Joana Nave, 26.05.21

Cada ano que passa surge como uma nova oportunidade, de fazer mais, melhor, ou apenas tentar manter o nível. Não me recordo exactamente dos primeiros anos de vida e da forma como me senti quando celebrei os meus primeiros aniversários. As fotografias imortalizaram os sorrisos, os bolos, as roupas, mas não captaram a essência.

Quando olho para os meus filhos vejo neles toda a energia e vontade de crescer, de passar para o nível seguinte. É tão importante ser crescido, ter direito à sua própria voz, tomar decisões sem limites, fazer escolhas arrojadas sem o sermão da advertência, castrador. Lembro-me de querer o mesmo que eles, avançar, seguir em frente, ter o meu destino nas minhas mãos, arriscar sem receio, lutar pelos meus sonhos e ideais. De querer tanto abraçar o futuro, fui-me esquecendo de viver o presente, que se ia escapando por entre os dedos, a correria desenfreada de querer sempre mais, de acumular experiências e também coisas. Passei três décadas neste estilo de querer e, só na viragem da última década, me apercebi que muitas coisas eram um verdadeiro contrassenso, porque à medida que ia tomando consciência dos problemas ambientais, da saúde mental, das relações, fui continuando a encher o baú das recordações, para me manter segura com o peso da minha bagagem.

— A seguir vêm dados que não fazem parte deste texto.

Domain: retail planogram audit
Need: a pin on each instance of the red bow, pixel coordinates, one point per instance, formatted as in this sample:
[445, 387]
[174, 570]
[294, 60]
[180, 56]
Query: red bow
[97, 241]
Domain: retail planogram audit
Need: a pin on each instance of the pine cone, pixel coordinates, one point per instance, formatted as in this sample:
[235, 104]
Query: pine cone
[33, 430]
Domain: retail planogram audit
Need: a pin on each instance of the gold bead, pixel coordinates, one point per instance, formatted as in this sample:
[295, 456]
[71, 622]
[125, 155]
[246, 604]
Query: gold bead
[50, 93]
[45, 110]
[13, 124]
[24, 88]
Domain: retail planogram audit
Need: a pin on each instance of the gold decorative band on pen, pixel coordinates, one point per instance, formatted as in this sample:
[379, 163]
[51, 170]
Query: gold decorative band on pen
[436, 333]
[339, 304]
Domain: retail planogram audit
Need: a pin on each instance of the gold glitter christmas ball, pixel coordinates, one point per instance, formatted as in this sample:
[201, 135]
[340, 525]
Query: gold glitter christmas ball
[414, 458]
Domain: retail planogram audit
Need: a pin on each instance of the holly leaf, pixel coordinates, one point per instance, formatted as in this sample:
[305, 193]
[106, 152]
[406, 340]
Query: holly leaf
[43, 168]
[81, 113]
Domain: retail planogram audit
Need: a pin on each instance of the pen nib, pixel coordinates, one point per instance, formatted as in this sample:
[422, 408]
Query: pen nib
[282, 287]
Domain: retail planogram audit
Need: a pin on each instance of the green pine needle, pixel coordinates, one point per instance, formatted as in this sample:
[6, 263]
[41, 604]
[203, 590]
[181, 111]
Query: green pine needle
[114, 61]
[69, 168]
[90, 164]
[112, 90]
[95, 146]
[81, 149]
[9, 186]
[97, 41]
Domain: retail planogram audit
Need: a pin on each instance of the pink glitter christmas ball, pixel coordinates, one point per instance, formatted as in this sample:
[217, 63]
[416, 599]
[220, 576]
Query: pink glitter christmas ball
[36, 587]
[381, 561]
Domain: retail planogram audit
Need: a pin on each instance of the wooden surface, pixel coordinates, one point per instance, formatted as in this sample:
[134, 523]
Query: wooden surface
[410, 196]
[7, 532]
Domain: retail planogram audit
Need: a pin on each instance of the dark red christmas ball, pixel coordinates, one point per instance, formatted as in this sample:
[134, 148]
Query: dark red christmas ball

Foi preciso ser mãe, de um e mais um, para perceber que a vida nos desafia constantemente a sair da nossa zona de conforto para abraçarmos a verdadeira felicidade, que só se encontra na liberdade. Esta liberdade é a que nos liberta das amarras dos preconceitos, do peso que carregamos. Quando somos brutalmente desafiados a lutar contra nós próprios, contra crenças enraizadas profundamente, começamos a questionar o que nos rodeia. Primeiro, a dependência, sabermos que não podemos olhar só para nós, porque outros, seres imaturos, indefesos, desprotegidos, precisam de nós, dos nossos cuidados, atenção e sobretudo amor. Depois, o espaço, aprender a ter o nosso espaço dentro do colectivo, adaptarmos as nossas vidas a novas necessidades. Claro que podemos não aprender nada com isto, ganhar muito dinheiro, arranjar uma boa ama, uma empregada e uma casa maior.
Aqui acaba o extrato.